Unfortunately, I was home alone. The newly wed parentals had taken off to California with the grandparentals for their honeymoon and Jasper was over at Danny's. I'd reassured him that I would be fine and encouraged him to go off and have fun.

Truth be told I've NEVER been home alone in my entire nearly seventeen year old life.

And truth be told I was completely scared shitless.

A rattling noise spooked me making me drop the already fragile paperback book.

I gulped, "Calm down, Pandora.

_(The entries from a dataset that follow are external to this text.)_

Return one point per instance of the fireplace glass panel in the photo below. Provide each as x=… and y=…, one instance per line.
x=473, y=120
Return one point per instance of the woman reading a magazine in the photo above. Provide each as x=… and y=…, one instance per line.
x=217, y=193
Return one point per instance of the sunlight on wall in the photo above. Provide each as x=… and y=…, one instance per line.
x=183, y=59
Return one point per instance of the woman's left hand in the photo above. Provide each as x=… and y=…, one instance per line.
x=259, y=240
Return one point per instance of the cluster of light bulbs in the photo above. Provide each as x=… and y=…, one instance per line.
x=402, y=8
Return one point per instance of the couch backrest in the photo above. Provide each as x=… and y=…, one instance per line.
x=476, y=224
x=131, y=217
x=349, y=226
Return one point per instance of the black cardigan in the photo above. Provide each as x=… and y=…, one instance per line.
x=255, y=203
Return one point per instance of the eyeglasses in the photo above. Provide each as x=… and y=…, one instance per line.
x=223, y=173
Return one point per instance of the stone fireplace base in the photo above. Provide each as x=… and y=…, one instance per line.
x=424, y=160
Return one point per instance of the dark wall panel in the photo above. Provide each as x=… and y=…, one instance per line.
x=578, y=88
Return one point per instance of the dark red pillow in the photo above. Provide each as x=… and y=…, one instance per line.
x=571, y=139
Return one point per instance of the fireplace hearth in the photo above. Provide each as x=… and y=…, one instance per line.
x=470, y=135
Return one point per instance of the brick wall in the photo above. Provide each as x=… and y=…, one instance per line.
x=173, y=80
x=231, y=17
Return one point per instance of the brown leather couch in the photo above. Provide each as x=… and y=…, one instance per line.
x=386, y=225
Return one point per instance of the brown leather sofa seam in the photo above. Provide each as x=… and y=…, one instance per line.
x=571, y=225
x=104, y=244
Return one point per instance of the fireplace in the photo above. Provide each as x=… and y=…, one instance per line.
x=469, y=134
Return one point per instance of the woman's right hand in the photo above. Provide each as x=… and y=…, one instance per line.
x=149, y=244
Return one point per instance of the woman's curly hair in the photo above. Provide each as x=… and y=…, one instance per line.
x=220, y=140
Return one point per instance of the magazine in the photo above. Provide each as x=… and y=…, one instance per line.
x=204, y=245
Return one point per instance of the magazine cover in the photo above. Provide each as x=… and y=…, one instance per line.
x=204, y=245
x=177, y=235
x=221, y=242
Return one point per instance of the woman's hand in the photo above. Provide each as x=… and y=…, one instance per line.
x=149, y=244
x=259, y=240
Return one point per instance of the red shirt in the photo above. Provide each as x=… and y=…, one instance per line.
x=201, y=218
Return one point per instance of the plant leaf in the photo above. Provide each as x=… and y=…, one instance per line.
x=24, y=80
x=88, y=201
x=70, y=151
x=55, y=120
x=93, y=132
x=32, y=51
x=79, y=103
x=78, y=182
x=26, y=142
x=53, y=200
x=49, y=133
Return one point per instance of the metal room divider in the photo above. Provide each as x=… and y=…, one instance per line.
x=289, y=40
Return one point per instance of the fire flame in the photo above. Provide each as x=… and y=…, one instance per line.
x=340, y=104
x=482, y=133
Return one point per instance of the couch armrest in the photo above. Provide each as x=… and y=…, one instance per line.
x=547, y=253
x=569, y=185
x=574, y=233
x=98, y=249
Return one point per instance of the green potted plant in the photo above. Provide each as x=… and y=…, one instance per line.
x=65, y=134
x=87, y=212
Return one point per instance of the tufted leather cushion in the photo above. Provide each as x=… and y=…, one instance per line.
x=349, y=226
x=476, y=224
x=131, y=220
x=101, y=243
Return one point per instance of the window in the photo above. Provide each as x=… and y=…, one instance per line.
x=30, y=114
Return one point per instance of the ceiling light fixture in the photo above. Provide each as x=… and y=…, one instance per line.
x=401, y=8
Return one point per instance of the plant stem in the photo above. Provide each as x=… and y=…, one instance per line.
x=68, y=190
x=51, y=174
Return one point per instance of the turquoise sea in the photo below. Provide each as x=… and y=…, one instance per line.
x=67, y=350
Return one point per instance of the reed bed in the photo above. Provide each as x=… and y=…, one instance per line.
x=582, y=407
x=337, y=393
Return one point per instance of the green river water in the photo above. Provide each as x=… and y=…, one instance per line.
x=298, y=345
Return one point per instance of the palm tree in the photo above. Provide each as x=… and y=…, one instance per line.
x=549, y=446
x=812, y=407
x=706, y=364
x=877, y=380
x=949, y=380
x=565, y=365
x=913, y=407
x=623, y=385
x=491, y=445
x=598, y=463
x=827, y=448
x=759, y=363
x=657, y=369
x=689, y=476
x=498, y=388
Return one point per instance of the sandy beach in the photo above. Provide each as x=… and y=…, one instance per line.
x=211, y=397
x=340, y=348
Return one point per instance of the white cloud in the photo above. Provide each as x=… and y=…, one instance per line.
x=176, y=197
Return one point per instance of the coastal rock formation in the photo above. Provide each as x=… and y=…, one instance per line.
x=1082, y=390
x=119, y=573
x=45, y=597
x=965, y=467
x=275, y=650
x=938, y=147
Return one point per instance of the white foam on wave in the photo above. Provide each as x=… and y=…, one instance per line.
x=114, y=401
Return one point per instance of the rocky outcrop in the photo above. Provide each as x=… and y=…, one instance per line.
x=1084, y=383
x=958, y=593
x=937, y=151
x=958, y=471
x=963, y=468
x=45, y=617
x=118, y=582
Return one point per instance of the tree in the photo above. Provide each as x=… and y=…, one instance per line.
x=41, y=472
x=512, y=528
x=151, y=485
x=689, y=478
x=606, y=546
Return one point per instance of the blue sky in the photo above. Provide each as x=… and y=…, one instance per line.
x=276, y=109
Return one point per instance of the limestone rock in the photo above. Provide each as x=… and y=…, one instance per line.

It's just the wind." I muttered slowly, picking the book off the floor.

After dusting it off I made my eyes focus on the page;

"Kept what from me?" said Harry eagerly.

"STOP! I FORBID YOU!"yelled Uncle Vernon in panic. Aunt Petunia gave a gasp of horror.

"Ah, go boil yer heads, both of yeh," said Hagrid.--

Suddenly a clambering noise made me jump and fall off the bed screaming, "Your a wizard, Harry!"

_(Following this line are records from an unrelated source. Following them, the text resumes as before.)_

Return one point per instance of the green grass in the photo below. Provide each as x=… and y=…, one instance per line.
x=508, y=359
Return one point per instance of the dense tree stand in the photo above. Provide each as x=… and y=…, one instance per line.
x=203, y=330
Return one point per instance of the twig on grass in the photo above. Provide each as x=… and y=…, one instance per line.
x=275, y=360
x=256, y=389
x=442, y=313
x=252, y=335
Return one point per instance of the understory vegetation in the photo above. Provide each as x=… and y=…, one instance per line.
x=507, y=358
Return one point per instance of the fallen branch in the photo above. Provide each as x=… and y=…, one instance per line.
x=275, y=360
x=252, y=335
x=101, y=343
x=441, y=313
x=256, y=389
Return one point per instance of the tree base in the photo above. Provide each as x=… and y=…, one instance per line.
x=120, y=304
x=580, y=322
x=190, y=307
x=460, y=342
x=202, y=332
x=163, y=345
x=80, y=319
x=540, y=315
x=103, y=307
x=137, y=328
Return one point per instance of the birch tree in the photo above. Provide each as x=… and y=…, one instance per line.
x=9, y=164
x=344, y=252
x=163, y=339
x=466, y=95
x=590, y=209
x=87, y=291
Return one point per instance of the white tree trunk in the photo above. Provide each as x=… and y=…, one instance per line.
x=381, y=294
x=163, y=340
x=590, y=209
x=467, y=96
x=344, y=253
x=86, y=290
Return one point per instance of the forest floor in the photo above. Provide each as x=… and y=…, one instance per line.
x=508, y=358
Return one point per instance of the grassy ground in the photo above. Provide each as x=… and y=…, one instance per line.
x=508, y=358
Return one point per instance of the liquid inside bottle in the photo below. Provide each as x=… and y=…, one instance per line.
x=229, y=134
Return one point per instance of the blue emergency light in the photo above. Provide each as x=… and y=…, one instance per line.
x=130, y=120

"Ouch" I groaned rubbing my elbow, "Stupid" I chastised myself but when I stood up I could clearly see a dark figure outside my glass door climbing onto my balcony with the rain hammering down on him.

I screamed again wrapping my jacket sleeves around me feeling like my arms had become jelly. The person came nearer and started pounding on my sliding door, sort of hunched over as if the rain was weighing him down.

"G-go away!!" I screamed loudly, "I've got pepper spray! And my dad's a black belt!!"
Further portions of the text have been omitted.